A court has heard that a member of the public was so concerned about an imminent fall they captured the work on camera and sent the images to the Health and Safety Executive.
Clerkenwell-based JOS Scaffolding was prosecuted on the strength of the photographic evidence and a subsequent HSE investigation into safety failings.
Westminster Magistrates Court heard the firm was responsible for erecting a five-storey scaffold rising 10m above street level.
Pictures showed workers using unsecure and precariously balanced boards to access and pass materials to higher levels.
They also showed a worker sitting near the top of the structure casually dangling his legs over the side.
Magistrates were told there was nothing in place at this point of the work to safeguard against falling equipment or materials putting anyone walking underneath at risk.
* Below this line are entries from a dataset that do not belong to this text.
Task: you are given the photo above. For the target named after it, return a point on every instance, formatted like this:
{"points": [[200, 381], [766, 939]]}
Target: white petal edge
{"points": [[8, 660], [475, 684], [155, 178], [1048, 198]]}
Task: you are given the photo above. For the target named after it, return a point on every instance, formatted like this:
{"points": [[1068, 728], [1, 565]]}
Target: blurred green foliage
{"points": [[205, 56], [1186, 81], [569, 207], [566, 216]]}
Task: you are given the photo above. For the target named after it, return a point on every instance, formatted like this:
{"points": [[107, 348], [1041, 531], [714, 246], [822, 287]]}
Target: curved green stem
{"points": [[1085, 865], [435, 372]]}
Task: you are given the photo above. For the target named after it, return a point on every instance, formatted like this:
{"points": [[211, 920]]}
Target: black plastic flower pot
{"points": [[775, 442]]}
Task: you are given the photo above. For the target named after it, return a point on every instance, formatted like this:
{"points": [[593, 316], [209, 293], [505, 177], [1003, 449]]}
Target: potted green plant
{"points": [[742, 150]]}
HSE established the work was poorly planned and managed, and that two of the three-man team erecting the scaffold were lacking training and accreditation to prove their competence.
JOS Scaffolding was fined £5,000 after pleading guilty to safety breaches.
HSE Inspector Andrew Verrall-Withers said: “Scaffolding work is fraught with risk and can be extremely dangerous if it isn’t carried out properly.
“The standards here were sorely lacking and the photographic evidence speaks for itself in terms of the risks taken.
“None of the missing measures, such as guard rails and secured boards and ladders, were difficult to provide, and there was no excuse.”